Gran Sabana no postal

Mi madre siempre dice que vivo "en el fin del mundo". Yo vivo en la Gran Sabana, en el sureste extremo de Venezuela, en un sitio tan distante
y tan distinto que hasta se me ocurrió quedarme a vivir. Los invito a conocer esa Sabana que experimento en mi cotianidad: la Gran Sabana no postal.

martes, 10 de enero de 2012

Siete nuevas cruces en la Troncal 10

Al fondo el Chirikayen, al frente una cruz en recuerdo de la accidentada partida de una mujer en 2001. (Fotografía de Morelia Morillo).




De cara o de espalda a los tepuyes,  a los ríos y a los bosques la Troncal 10 está flanqueada por docenas de cruces. Se dice que es una tradición muy venezolana: recordar a los fallecidos en accidentes de tránsito con un crucecita en el sitio del suceso. Las hay en toda Venezuela. Tantas que pasan desapercibidas. Pero acá -en este paraíso, con esta escenografía de fondo, con tanta paz- es imposible pasar de largo sobre los escasos vestigios humanos.

La de agosto de 2011 fue una temporada “floja”, es decir, vinieron pocos turistas. Así, los de la Sabana, especialmente quienes trabajan con turismo, anhelaban la llegada de diciembre, de enero.

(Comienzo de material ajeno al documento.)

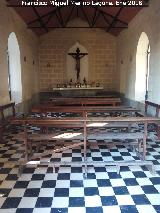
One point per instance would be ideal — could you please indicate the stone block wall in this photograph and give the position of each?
(28, 44)
(101, 48)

Esta es una de las temporadas más fuertes del año, tanto o más que la Semana Santa.  

En el extremo sureste de Venezuela, el turismo no termina de ser la principal fuente de ingresos  -Incluso en la Alcaldía de la Gran Sabana admiten que lo aventajan la minería y el tráfico de combustible- pero se trata de una industria que mueve y llena de vida a la Sabana y a Santa Elena, la capital municipal.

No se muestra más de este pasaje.